Ülkemizde anormal durumlarla karşı karşıya olduğumuz bir gerçek. Bu nedenle normalleşme ve yumuşama ihtiyacı oldukça önemli.
Son zamanlarda yaşanan siyasi gelişmeler, normalde diğer ülkelerde pek dikkat çekmeyecek olaylar ancak Türkiye’de büyük yankı uyandırıyor. Cumhurbaşkanı Recep Tayyip Erdoğan ile CHP Genel Başkanı Kemal Kılıçdaroğlu arasındaki görüşmeler, önemli bir adım olarak değerlendiriliyor.

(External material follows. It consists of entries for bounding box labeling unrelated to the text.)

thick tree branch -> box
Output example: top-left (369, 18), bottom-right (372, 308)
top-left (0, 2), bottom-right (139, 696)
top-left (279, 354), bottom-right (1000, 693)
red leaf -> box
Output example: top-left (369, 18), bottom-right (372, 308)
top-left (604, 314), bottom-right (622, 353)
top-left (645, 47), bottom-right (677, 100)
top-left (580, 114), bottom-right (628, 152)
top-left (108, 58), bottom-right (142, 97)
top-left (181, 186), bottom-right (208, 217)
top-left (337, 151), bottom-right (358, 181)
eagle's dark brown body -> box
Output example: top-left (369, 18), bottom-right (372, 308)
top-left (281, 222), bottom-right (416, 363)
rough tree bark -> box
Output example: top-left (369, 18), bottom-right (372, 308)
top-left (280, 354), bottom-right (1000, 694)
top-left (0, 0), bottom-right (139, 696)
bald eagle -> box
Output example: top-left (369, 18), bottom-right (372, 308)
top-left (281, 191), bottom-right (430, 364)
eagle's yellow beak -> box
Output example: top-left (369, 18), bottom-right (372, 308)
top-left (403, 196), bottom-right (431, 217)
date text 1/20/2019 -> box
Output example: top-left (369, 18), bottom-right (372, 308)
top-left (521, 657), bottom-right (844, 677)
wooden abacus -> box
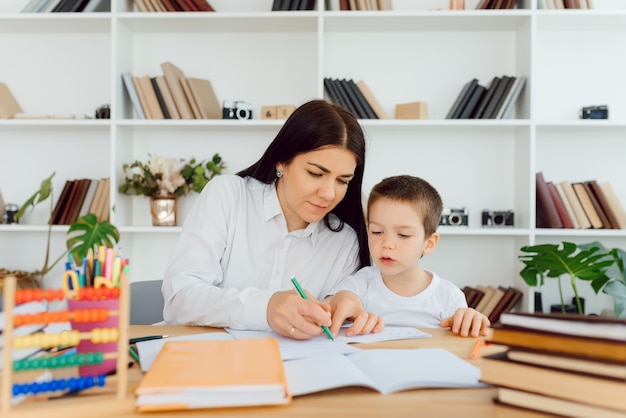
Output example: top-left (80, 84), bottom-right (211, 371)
top-left (0, 272), bottom-right (130, 413)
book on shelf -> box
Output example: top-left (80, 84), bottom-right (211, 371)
top-left (459, 84), bottom-right (486, 119)
top-left (585, 180), bottom-right (620, 229)
top-left (487, 286), bottom-right (522, 324)
top-left (600, 181), bottom-right (626, 229)
top-left (50, 180), bottom-right (73, 225)
top-left (161, 61), bottom-right (193, 119)
top-left (356, 80), bottom-right (389, 119)
top-left (479, 286), bottom-right (504, 317)
top-left (0, 82), bottom-right (23, 119)
top-left (471, 77), bottom-right (500, 119)
top-left (446, 78), bottom-right (478, 119)
top-left (474, 285), bottom-right (494, 312)
top-left (83, 0), bottom-right (111, 13)
top-left (554, 183), bottom-right (580, 229)
top-left (132, 75), bottom-right (152, 119)
top-left (546, 181), bottom-right (574, 229)
top-left (559, 180), bottom-right (591, 229)
top-left (138, 75), bottom-right (164, 119)
top-left (180, 77), bottom-right (202, 119)
top-left (150, 77), bottom-right (171, 119)
top-left (496, 75), bottom-right (527, 119)
top-left (582, 180), bottom-right (613, 229)
top-left (483, 75), bottom-right (517, 119)
top-left (284, 348), bottom-right (481, 396)
top-left (342, 78), bottom-right (378, 119)
top-left (495, 387), bottom-right (624, 418)
top-left (572, 182), bottom-right (604, 229)
top-left (480, 352), bottom-right (626, 416)
top-left (78, 179), bottom-right (99, 218)
top-left (135, 338), bottom-right (291, 412)
top-left (156, 75), bottom-right (180, 119)
top-left (535, 171), bottom-right (563, 228)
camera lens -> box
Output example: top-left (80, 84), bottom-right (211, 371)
top-left (237, 108), bottom-right (250, 119)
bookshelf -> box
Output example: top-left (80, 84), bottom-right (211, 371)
top-left (0, 0), bottom-right (626, 312)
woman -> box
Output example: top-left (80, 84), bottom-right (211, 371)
top-left (162, 100), bottom-right (383, 339)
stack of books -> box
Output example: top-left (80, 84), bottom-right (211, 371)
top-left (481, 313), bottom-right (626, 418)
top-left (324, 77), bottom-right (389, 119)
top-left (461, 285), bottom-right (523, 325)
top-left (122, 61), bottom-right (222, 119)
top-left (446, 75), bottom-right (526, 119)
top-left (134, 0), bottom-right (215, 12)
top-left (21, 0), bottom-right (111, 13)
top-left (536, 172), bottom-right (626, 229)
top-left (50, 177), bottom-right (111, 225)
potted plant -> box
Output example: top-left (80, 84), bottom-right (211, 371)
top-left (119, 154), bottom-right (225, 226)
top-left (6, 173), bottom-right (120, 287)
top-left (518, 241), bottom-right (626, 317)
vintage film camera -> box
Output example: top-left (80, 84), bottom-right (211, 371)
top-left (222, 100), bottom-right (252, 119)
top-left (439, 207), bottom-right (469, 226)
top-left (579, 105), bottom-right (609, 119)
top-left (482, 210), bottom-right (515, 228)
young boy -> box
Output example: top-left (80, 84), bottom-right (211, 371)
top-left (331, 175), bottom-right (490, 337)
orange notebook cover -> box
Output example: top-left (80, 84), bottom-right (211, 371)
top-left (135, 338), bottom-right (291, 411)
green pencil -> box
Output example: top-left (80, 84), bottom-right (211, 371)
top-left (291, 276), bottom-right (335, 341)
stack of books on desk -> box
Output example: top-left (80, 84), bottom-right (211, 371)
top-left (481, 313), bottom-right (626, 418)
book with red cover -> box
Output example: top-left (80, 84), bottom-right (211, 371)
top-left (546, 181), bottom-right (574, 228)
top-left (586, 180), bottom-right (620, 229)
top-left (583, 180), bottom-right (613, 229)
top-left (572, 183), bottom-right (603, 229)
top-left (535, 172), bottom-right (563, 228)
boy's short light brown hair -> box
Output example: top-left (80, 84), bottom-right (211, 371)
top-left (367, 175), bottom-right (443, 237)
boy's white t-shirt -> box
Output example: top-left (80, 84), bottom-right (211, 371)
top-left (331, 266), bottom-right (467, 328)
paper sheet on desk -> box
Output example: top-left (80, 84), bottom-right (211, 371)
top-left (226, 327), bottom-right (431, 360)
top-left (136, 332), bottom-right (234, 372)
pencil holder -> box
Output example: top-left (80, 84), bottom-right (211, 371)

Cumhurbaşkanı Erdoğan, bu diyalog sürecini “yumuşama” olarak nitelendirirken, Kılıçdaroğlu ise “normalleşme” olarak adlandırdı. Türk siyasetinde yaşanan bu gelişmeler, hem yumuşama hem de normalleşme anlamına geliyor.
Muhalefetin yumuşama adımları, sorunların çözümüne katkı sağlayabilir. Sorunların müzakere yoluyla çözülmesi, mücadeleden daha etkin olacaktır.
Bugün yapılacak olan CHP ev sahipliğindeki buluşma, umarım siyasi açıdan olumlu sonuçlar doğurur. Son olarak, CHP Genel Başkan Yardımcılarının bakanlarla gerçekleştirdiği ziyaretlerin önemi ve DEM konusundaki endişeler de dikkate alınmalı.